Craig Munns, jetzt 65, verkörpert den wachsenden Trend, dass Menschen später im Leben ihre Karrierewege neu definieren. Nachdem Munns jahrzehntelang in den Bereichen Elektronik, Informatik, Vertrieb und sogar in der Bibliothek gearbeitet hatte, verfolgte er ein lang gehegtes Ziel: mit 62 Jahren einen Abschluss in Paläontologie an der University of New England zu erwerben. Jetzt setzt er sein Fachwissen bei Geoscience Australia ein, aber seine wahre Leidenschaft liegt in der Aufdeckung antiken Lebens aus übersehenen Gesteinsproben.

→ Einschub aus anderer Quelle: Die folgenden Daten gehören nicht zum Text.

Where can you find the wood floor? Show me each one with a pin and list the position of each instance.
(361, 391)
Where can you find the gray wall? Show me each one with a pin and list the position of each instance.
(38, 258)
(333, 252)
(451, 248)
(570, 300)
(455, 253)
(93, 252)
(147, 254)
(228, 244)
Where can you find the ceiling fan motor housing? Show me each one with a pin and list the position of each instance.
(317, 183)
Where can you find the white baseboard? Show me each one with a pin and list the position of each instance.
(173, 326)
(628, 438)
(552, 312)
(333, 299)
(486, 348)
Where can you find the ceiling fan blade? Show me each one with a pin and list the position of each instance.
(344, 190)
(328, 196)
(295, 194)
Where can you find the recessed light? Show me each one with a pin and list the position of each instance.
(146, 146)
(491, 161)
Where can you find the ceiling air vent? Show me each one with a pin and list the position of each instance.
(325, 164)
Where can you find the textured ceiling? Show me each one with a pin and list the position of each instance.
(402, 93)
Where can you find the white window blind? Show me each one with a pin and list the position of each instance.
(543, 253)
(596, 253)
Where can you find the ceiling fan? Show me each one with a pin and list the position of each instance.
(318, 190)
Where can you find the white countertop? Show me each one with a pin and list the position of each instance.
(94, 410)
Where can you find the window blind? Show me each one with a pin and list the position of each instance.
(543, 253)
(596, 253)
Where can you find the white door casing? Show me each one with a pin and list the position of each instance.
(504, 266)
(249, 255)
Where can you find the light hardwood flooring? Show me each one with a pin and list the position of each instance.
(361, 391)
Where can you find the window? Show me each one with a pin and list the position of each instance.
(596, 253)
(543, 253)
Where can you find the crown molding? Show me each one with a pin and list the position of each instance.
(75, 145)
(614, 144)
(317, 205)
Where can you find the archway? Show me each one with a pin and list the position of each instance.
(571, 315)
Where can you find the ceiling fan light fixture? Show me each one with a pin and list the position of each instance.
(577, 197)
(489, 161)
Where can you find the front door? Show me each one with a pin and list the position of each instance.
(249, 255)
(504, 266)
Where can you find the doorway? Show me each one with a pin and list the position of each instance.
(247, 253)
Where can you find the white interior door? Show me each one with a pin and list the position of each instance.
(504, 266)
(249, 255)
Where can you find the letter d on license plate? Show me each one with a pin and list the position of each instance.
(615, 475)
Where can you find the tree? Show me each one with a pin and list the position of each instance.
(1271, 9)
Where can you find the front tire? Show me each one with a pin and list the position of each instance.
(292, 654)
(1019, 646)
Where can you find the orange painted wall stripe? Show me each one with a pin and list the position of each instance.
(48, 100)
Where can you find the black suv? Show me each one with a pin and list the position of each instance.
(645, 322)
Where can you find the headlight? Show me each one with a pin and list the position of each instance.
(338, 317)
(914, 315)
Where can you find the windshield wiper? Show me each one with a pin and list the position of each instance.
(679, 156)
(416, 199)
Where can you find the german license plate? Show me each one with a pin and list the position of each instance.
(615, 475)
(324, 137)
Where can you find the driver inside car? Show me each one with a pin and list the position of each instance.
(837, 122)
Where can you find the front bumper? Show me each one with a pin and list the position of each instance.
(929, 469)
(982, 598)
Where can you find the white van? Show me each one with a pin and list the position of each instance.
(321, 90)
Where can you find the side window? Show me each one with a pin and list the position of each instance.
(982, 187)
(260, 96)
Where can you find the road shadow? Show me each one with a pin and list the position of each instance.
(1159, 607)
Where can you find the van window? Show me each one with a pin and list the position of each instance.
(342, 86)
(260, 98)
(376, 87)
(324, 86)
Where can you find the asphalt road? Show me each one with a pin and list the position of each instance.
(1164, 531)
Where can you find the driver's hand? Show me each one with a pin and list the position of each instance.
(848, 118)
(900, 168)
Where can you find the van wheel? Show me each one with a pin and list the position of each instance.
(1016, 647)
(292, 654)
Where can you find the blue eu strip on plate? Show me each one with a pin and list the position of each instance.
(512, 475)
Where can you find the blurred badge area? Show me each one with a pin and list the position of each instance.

Von der Elektronik zum antiken Leben
Munns‘ Reise war nicht von Notwendigkeit getrieben, sondern von intellektueller Neugier. Er war unzufrieden damit, die Schule zu verlassen und eine Ausbildung zum Elektroniker zu beginnen, und verspürte immer wieder den Drang, sich einer formalen Ausbildung zuzuwenden. Bei der Einschreibung ging es nicht um finanziellen Gewinn, sondern darum, „es auszuprobieren“. Diese Einstellung ermöglichte ihm trotz der anfänglichen Gehaltskürzung den Übergang von einem komfortablen Geschäftsinhaber zu einem Studenten und dann zu einem Regierungsforscher.
Der Wert der Flexibilität
Sein aktueller Forschungsschwerpunkt liegt auf der Analyse von Bohrkernen aus Mineralexplorationsstandorten in der Nähe von Alice Springs. Munns interessiert sich nicht für die Dinosaurier, die die Fantasie der Öffentlichkeit anregen; Stattdessen untersucht er Wirbellose wie Trilobiten – flexible, anpassungsfähige Lebewesen, die Millionen von Jahren gediehen. „Ihr Körperstil ist flexibel“, erklärt er und spiegelt damit seine eigene Lebenseinstellung wider.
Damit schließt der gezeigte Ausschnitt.